Snapchat is changing in a big way. Memories, a new feature rolling out over the next month, could reshape how the service is used and considered. Not only can you save and repost snaps, but you can add photos and video from your device's camera roll and edit and adjust already published snaps. All of these features could create a Snapchat that's less focused on broadcasting the immediate moment, which is arguably the social media app's specialty. But maybe that's for the best.
You'll be able to open Memories by swiping up on the camera screen, and search through saved snaps by tapping on the Magnifying glass in the top right corner. Snapchat says users can search with typing keywords like "dog" or "Hawaii," which suggests the app is using object recognition technology to tell the difference between a dog and a cat.
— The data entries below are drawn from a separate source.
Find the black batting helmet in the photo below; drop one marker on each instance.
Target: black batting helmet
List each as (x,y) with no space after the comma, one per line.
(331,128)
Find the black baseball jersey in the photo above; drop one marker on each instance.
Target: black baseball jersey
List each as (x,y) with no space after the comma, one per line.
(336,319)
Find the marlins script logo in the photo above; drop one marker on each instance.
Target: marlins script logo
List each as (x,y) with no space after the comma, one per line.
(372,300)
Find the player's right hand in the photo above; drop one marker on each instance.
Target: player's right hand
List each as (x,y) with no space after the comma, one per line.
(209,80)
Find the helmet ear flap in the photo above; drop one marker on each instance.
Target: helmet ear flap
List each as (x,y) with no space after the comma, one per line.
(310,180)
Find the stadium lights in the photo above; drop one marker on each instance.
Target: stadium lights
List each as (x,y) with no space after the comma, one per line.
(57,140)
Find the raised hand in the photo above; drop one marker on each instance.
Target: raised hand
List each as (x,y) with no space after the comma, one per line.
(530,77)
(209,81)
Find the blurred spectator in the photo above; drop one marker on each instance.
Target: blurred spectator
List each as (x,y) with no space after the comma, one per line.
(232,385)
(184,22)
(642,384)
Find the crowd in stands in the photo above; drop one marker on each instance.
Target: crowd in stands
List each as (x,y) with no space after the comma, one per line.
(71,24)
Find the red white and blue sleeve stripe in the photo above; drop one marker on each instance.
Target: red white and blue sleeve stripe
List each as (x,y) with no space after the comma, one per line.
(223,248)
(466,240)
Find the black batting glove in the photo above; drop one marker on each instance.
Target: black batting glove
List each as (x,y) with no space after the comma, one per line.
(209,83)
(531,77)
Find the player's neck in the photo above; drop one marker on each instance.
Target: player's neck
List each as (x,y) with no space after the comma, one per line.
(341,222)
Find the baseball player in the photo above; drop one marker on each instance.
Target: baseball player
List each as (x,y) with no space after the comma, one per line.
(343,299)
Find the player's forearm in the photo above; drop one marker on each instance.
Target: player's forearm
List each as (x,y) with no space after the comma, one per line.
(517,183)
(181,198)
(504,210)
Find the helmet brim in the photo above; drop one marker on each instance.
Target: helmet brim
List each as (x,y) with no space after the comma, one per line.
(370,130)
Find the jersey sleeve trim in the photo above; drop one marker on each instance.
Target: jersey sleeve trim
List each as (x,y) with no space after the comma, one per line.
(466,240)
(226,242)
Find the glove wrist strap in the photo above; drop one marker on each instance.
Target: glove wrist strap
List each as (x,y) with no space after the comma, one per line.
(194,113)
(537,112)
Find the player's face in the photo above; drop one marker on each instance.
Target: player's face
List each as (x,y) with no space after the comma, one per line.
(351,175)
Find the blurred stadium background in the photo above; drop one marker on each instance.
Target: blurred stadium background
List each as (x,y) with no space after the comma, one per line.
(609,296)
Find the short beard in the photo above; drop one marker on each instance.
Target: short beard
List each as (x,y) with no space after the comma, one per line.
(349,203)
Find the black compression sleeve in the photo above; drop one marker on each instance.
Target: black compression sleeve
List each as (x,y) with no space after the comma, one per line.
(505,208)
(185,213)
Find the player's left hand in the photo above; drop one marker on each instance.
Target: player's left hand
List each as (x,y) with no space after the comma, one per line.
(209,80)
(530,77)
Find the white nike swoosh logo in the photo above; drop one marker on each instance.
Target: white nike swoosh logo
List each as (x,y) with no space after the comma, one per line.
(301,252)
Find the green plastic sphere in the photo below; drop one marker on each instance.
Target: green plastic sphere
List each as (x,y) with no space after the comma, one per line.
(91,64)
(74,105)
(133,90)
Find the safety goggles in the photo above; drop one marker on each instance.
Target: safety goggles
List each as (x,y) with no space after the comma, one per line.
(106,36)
Images and video saved from snaps and stories (which you archive by tapping the Check arrow in the bottom left) can be merged and remixed into brand new snaps. And if you're not a fan of the geotag-based filter you used on the original snap, you can remove it or add new text to keep your posts fresh.
You can also add content from outside Snapchat by selecting photos and video from the Camera Roll section. Before Memories, you could only send content from your camera roll as private messages, but this change allows you to intermingle photos taken outside of the app with the snaps and story posts you've previously made, as if they happened in that order.
And Snapchat wouldn't be Snapchat if we weren't talking about the risque. The company said it wants users "to feel comfortable showing their Memories to friends," (likely by handing their phone over) so it added For My Eyes, a section that lets you lock sensitive snaps behind a PIN number. We've got no judgement for what you place there, just make sure to use a password that's stronger than 1234.
Memories adds so many options that users may find themselves spending even more time in Snapchat than ever before. With all of these editing and share-later options, some have good reason to worry about a less authentic Snapchat and an exodus of its younger users, but those fears feel overblown to me.
Snapchatters will probably still post and watch goofy content long after Memories rolls out to all of its users, and I doubt that more well-finessed content will push people away, or make the service seem "less cool." It's not like Snapchat's inviting our parents to come on board.
To me, Memories seems to be just what Snapchat needed. As Facebook and Twitter lunged to give us the option to live broadcast our lives, maybe Snapchat realized it should expand beyond instantaneous sharing. Perhaps the company believes something can be gained by taking a moment or two before sharing, and that maybe your first draft isn't the best draft.
Looks to me like Snapchat's growing up.